Let me do that now. The chicken-or-egg of did I choose Hawaiʻi or did Hawaiʻi choose me is immaterial. Or not entirely. It is probably fairly accurate to say the story goes like this. We met and got to know each other over a period of decades. Eventually Hawaiʻi proposed. It was a long engagement, but finally I committed. And this committed relationship transformed and transforms me, as committed relationships invariably do.
That commitment means that this current writing, which seems urgent to me and also is retreading earlier themes told from the perspective of what I learned from human teachers in the 1990s, and then illustrated with what I learned from equine teachers right up until today, now must be told one more time (hana hou!) from the vantage point of Hawaiʻi. Thatʻs my commitment, my responsibility, my kuleana.
And when I say “Hawaiʻi” I mean a particular Place, but I also mean a People and their heritage. I mean Hawaiʻi as a way of viewing the world, an ontological and epistemological framework that is not the same as is dominant in other Places, including the continental United States where I was born and raised. I donʻt really mean Hawaiʻi as a “state” other than as I might experience glimpses of Hawaiʻi as a state of being, a state of mind, a state of belonging.
It also means that I will need to use words in ʻōlelo Hawaiʻi, Hawaiian language, in this writing, even more than I have up until now, in order to express concepts with the nuance required for us to gain fresh perspectives.

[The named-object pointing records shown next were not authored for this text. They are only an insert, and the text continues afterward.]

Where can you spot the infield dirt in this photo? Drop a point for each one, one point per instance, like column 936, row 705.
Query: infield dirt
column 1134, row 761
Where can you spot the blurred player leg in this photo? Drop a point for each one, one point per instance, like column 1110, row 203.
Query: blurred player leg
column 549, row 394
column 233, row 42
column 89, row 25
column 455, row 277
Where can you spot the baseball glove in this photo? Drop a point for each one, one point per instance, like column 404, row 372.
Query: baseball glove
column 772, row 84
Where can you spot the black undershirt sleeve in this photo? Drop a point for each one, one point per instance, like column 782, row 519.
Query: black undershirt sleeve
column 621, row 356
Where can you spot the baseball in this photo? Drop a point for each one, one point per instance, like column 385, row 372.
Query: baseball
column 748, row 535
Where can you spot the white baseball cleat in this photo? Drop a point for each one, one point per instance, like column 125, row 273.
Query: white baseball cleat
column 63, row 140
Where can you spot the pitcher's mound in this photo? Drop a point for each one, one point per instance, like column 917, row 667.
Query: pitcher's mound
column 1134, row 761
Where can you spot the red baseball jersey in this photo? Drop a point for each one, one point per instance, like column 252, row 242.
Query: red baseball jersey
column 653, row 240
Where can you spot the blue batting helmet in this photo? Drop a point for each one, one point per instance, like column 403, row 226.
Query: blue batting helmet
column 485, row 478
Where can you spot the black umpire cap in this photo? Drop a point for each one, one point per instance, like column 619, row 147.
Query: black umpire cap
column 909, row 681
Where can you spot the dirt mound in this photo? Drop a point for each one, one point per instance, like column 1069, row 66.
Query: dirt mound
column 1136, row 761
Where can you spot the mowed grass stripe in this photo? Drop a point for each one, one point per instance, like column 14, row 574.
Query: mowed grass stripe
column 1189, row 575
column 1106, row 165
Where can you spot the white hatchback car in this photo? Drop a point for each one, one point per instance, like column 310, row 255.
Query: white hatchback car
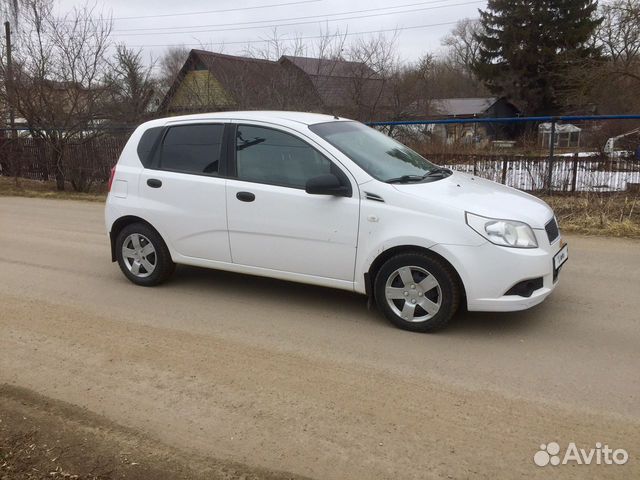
column 321, row 200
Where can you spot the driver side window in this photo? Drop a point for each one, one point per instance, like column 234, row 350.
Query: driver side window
column 265, row 155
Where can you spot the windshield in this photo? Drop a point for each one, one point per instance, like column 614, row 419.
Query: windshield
column 377, row 154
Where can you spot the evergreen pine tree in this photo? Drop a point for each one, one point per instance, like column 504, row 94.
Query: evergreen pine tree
column 527, row 48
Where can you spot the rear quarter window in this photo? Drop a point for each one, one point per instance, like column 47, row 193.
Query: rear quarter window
column 146, row 144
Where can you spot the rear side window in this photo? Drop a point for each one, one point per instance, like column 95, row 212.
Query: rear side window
column 146, row 143
column 264, row 155
column 192, row 149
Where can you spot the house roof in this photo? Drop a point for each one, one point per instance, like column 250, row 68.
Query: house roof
column 245, row 76
column 560, row 128
column 312, row 81
column 463, row 106
column 337, row 81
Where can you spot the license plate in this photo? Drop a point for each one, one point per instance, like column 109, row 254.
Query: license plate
column 561, row 257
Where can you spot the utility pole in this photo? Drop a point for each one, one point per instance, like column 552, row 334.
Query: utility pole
column 9, row 80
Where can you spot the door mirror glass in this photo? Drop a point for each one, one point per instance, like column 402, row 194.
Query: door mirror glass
column 327, row 184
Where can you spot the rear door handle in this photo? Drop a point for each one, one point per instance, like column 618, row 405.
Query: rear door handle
column 245, row 196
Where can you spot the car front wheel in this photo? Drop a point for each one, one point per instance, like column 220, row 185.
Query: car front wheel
column 417, row 292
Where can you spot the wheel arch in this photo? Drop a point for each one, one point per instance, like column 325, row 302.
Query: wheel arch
column 370, row 275
column 119, row 225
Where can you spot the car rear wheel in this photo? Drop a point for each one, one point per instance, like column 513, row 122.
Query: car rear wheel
column 417, row 292
column 143, row 256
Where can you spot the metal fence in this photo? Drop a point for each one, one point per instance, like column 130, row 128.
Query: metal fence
column 518, row 153
column 513, row 157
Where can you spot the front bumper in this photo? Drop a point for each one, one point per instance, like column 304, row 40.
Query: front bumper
column 489, row 271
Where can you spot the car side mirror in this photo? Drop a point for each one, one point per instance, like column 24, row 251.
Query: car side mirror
column 328, row 184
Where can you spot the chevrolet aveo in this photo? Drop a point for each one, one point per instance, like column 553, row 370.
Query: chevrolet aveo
column 326, row 201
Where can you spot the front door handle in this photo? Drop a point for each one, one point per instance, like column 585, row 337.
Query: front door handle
column 245, row 196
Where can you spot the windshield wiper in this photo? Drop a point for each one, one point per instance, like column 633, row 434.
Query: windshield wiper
column 438, row 172
column 406, row 179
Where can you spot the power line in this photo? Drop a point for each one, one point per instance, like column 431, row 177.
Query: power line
column 204, row 12
column 280, row 19
column 304, row 23
column 249, row 42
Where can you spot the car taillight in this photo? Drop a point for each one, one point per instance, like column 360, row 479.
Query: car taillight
column 113, row 174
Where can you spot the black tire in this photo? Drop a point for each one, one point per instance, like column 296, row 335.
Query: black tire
column 161, row 257
column 446, row 294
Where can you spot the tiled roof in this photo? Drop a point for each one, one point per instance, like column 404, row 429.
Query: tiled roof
column 462, row 106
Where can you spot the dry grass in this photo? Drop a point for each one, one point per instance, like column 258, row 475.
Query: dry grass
column 32, row 188
column 613, row 215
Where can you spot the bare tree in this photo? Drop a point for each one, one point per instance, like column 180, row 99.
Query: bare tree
column 58, row 86
column 608, row 84
column 374, row 61
column 462, row 45
column 131, row 86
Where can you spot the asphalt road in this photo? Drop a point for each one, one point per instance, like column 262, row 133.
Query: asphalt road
column 305, row 380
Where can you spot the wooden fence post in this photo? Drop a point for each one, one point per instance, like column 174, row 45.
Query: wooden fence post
column 574, row 174
column 505, row 167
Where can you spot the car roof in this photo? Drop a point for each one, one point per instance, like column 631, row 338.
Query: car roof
column 304, row 118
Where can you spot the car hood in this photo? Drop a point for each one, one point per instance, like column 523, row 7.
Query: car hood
column 482, row 197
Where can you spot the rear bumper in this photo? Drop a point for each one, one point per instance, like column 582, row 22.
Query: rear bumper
column 488, row 272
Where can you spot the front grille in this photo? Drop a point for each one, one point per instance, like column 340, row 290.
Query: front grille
column 552, row 230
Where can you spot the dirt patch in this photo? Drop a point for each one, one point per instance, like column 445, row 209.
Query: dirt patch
column 21, row 187
column 44, row 438
column 613, row 215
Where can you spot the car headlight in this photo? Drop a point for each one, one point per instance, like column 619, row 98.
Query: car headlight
column 507, row 233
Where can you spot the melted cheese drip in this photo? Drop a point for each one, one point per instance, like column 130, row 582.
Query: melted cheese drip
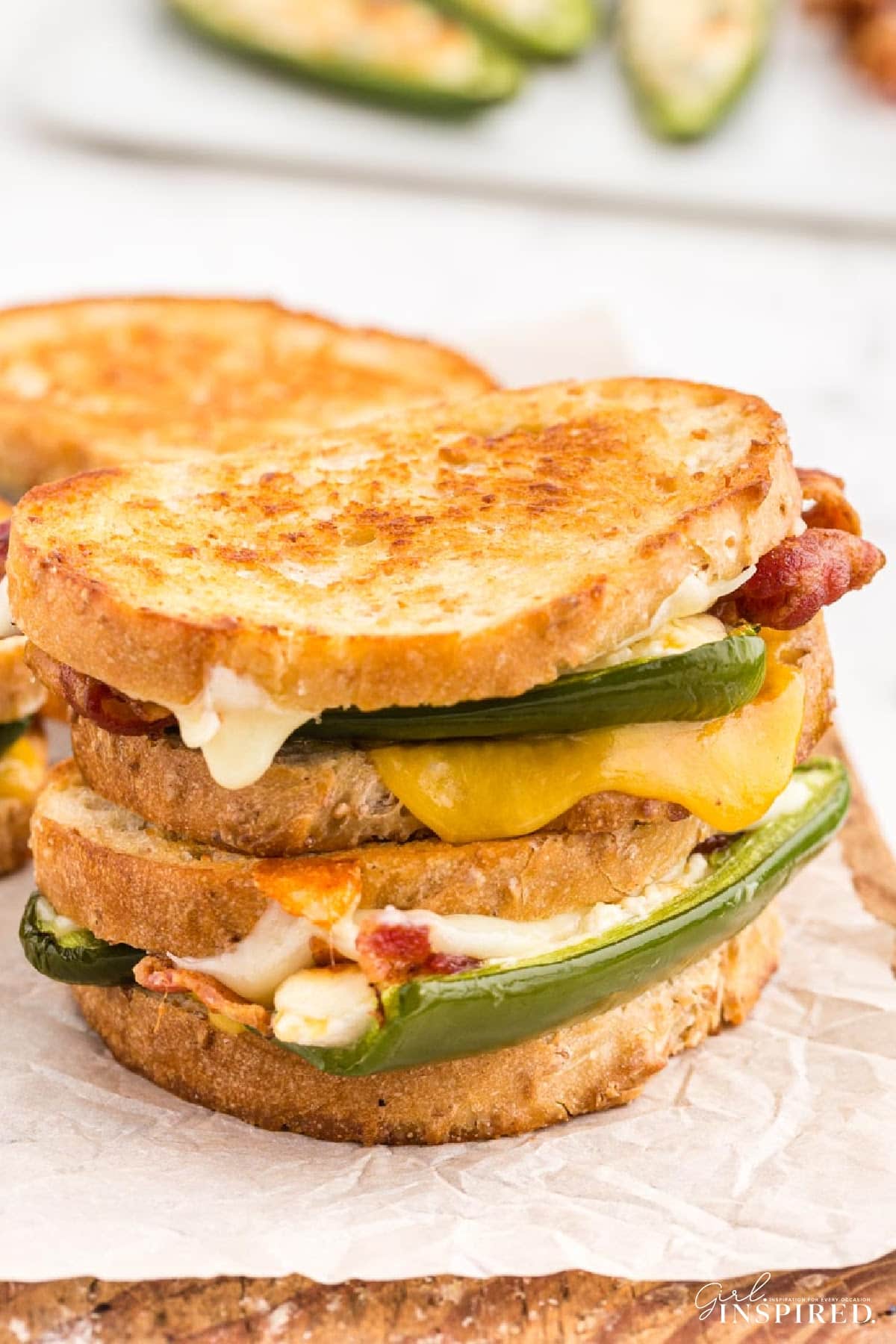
column 727, row 772
column 237, row 727
column 276, row 948
column 240, row 729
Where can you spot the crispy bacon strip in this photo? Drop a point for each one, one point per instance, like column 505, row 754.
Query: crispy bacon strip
column 109, row 709
column 830, row 507
column 393, row 952
column 805, row 573
column 159, row 974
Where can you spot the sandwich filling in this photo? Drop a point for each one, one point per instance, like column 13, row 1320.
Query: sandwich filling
column 356, row 991
column 22, row 749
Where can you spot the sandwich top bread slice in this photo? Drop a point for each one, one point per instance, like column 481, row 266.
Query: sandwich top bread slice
column 96, row 382
column 440, row 556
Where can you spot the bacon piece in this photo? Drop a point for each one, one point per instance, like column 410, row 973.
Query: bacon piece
column 830, row 507
column 109, row 709
column 388, row 953
column 323, row 890
column 159, row 974
column 805, row 573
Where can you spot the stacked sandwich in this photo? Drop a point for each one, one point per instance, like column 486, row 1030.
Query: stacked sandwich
column 23, row 749
column 99, row 382
column 435, row 779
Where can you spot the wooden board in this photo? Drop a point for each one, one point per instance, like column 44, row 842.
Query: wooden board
column 442, row 1310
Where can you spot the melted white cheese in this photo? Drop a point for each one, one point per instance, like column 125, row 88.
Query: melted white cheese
column 677, row 636
column 334, row 1006
column 793, row 799
column 331, row 1006
column 279, row 945
column 499, row 941
column 240, row 729
column 237, row 727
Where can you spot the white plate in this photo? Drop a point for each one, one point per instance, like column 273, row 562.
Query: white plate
column 809, row 143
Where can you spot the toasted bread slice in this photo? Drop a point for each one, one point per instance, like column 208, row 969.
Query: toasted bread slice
column 323, row 796
column 593, row 1065
column 437, row 556
column 104, row 381
column 128, row 882
column 22, row 773
column 20, row 691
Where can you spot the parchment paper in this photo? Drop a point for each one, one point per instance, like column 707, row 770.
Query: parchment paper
column 768, row 1147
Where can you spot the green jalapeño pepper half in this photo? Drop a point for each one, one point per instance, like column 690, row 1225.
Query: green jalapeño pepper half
column 402, row 53
column 453, row 1016
column 704, row 683
column 548, row 31
column 60, row 949
column 10, row 732
column 688, row 63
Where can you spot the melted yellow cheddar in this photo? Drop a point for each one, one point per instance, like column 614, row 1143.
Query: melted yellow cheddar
column 727, row 772
column 23, row 768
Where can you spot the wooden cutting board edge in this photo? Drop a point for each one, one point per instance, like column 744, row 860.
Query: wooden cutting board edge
column 571, row 1307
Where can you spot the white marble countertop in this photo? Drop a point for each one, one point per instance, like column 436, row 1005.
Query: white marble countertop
column 805, row 319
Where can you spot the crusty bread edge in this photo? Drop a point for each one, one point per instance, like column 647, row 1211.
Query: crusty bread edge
column 178, row 902
column 167, row 659
column 40, row 445
column 585, row 1068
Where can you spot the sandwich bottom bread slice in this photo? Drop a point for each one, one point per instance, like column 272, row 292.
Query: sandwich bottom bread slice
column 435, row 1021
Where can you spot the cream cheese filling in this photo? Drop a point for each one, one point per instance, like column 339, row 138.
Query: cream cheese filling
column 332, row 1006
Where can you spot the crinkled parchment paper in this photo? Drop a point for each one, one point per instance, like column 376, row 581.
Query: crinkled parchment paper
column 768, row 1147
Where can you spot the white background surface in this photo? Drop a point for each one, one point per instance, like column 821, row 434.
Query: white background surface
column 805, row 317
column 124, row 73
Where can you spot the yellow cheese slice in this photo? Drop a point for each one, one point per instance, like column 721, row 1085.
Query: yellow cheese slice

I also want to make it clear that I am malihini - I am a newcomer to this Place, not someone of this Place by moʻokūauhau (genealogy) or birth. And who I am, who I knew myself to be on February 6, 2005 at Keauhou, having arrived on Moku o Keawe to make it my home:
This morning I woke first at 5:30 am
Listening to the sound of the ocean
Thought here is who I am, a traveler between worlds,
a shape shifter, traveler and translator in search of and in service to wisdom.
Wisdom = knowledge of right relation which reveals right action.
What that makes me is an ally. The wisdom, the ʻike I share here, is not mine. There are audiences I can reach because I inhabit the particular body I do, I speak with my particular voice from the particular experiences I have had, and I know the skills both innate and cultivated with which I can act. That is my particular kūlana, my role or my Place in the sense of Place in the Herd.
The good news is I finally know how to pull all this writing together! And I canʻt wait to see what new connections and revelations we find along the way. It helps, dear Readers, if once in a while I hear from you.
Please come back next week. Especially those of you who are working in the real estate world like me. Or maybe who just are obsessed with HGTV and travel shows. Because we need to talk about real property - and ʻāina.
I embrace your use of olelo words. Kuleana is one of my personal favorites. I describe it as the honor/privilege of having a selfless duty. I think that relates to your mention of belonging.
I’ve always been curious about the state of currently available ‘affordable’ housing on Hawai’i. I’ve seen the funky homesteads down in Puna (some now under what, 20’ of lava?) but I’ve never seen any of the legendary Hawaiian Homestead communities.
It seems like damn near a complete failure, when I read about the lack of progress, deadly waiting lists, lack of infrastructure, etc.; despite the formidable assets of several native agencies like OHA, Kamehameha Schools, Bishop Trust, etc.
Maybe most Real Estate is about Big Bucks estates for outside money, but I am so curious as to what is actually available to Hawaiians desperately wanting to stay in Hawaii. Is there a Habitat for Humanity agency?
Here in WA, housing looks very different the minute one crosses onto a tribal reservation, kind of the polar opposite of HOA communities.
Is this a factor in the roadblocks to local’s reconstruction in Lahaina? I read Civil Beat and after a few years of that would never start a business in Hawai’i!